More Info:

Service account keys should be rotated periodically.

Risk Level

High

Address

Security

Compliance Standards

CISGCP, CBP

Remediation

Using Console

To remediate the misconfiguration “Service Account Keys Should Be Rotated” for GCP using GCP console, follow the steps below:

  1. Login to the Google Cloud Console using your credentials.
  2. Navigate to the IAM & Admin page from the left-hand menu.
  3. Click on Service Accounts from the list of options.
  4. Select the service account for which you want to rotate the keys.
  5. Click on the Edit button for the selected service account.
  6. Scroll down to the Keys section and click on the Add Key button.
  7. Select the type of key you want to add from the dropdown list.
  8. Click on the Create button to generate the new key.
  9. Once the new key is created, download it and store it securely.
  10. Delete the old key(s) that are no longer required.

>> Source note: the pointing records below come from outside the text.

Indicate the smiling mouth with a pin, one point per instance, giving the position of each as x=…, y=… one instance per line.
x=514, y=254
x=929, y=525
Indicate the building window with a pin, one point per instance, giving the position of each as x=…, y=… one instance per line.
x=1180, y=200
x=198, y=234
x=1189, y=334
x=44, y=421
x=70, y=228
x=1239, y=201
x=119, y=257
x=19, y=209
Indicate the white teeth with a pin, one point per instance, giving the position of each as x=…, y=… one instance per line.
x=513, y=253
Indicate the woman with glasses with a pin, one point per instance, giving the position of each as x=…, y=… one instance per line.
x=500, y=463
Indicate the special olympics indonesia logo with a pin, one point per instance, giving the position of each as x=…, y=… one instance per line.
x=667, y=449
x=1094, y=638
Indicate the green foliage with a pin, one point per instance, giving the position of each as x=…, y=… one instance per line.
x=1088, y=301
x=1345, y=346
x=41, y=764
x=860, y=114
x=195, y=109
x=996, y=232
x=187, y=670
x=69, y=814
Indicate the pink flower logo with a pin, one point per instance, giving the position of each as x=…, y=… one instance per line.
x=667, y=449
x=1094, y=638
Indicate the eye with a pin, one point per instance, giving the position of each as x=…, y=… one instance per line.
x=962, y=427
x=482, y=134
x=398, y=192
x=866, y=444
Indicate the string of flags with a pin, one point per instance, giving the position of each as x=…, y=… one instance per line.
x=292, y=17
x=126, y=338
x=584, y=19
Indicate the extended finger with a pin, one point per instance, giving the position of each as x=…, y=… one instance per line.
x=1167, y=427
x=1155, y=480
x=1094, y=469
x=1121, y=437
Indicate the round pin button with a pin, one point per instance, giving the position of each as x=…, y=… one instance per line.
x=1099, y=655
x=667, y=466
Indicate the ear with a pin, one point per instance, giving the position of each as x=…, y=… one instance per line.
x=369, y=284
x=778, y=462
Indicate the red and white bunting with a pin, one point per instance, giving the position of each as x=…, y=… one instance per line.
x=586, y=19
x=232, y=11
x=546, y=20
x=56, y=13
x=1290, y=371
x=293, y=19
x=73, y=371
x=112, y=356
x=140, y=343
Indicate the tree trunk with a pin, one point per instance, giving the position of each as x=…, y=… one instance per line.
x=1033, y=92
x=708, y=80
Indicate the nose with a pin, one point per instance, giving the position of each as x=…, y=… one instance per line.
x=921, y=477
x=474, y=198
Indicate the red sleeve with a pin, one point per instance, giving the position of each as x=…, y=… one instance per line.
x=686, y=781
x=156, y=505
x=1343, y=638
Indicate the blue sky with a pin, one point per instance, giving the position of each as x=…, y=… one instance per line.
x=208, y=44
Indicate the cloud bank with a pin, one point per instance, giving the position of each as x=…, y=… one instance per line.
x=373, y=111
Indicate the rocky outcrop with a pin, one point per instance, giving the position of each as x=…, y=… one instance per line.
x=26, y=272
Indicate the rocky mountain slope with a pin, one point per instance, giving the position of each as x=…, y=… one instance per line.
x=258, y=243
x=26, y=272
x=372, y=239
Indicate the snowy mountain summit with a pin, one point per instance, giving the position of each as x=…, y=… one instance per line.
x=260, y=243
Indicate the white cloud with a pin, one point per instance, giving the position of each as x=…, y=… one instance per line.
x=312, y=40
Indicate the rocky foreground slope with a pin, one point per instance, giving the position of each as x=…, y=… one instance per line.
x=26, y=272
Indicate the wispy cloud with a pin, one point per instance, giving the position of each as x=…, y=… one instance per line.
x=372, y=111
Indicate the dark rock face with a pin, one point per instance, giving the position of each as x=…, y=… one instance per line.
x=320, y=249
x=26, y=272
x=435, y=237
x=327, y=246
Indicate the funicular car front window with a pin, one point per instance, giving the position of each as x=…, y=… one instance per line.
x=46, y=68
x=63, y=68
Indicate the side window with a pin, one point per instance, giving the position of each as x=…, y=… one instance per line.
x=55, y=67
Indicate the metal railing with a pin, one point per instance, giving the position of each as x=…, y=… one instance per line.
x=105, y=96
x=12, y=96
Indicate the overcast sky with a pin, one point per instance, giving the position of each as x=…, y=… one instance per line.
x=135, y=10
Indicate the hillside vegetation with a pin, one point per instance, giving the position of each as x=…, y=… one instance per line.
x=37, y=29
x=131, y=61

By following these steps, you have successfully rotated the service account keys for your GCP project. Make sure to repeat this process periodically to keep your service account keys up to date.

Using CLI

To remediate the misconfiguration “Service Account Keys Should Be Rotated” for GCP using GCP CLI, you can follow the below steps:

  1. First, you need to identify the Service Account Keys that need to be rotated. You can use the below command to list all the Service Accounts in your project:
gcloud iam service-accounts list
  1. Once you have identified the Service Account that needs to be rotated, you can create a new key for that Service Account using the below command:
gcloud iam service-accounts keys create [FILE_NAME].json --iam-account [SERVICE_ACCOUNT_EMAIL]

Replace [FILE_NAME] with the name of the file you want to create for the new key and replace [SERVICE_ACCOUNT_EMAIL] with the email of the Service Account that needs to be rotated.

  1. After creating the new key, you need to delete the old key. You can use the below command to list all the keys for a Service Account:
gcloud iam service-accounts keys list --iam-account [SERVICE_ACCOUNT_EMAIL]
  1. Once you have identified the old key that needs to be deleted, you can use the below command to delete it:
gcloud iam service-accounts keys delete [KEY_ID] --iam-account [SERVICE_ACCOUNT_EMAIL]

Replace [KEY_ID] with the ID of the key that needs to be deleted and replace [SERVICE_ACCOUNT_EMAIL] with the email of the Service Account.

  1. Finally, you need to ensure that the new key is being used by all the applications that were using the old key. You can update the applications with the new key manually or by using automation tools like Ansible or Terraform.

By following the above steps, you can remediate the misconfiguration “Service Account Keys Should Be Rotated” for GCP using GCP CLI.

Using Python

To remediate the misconfiguration “Service Account Keys Should Be Rotated” in GCP using Python, you can follow the below steps:

Step 1: Install the required libraries

Install the Google Cloud SDK and the Python client library using pip.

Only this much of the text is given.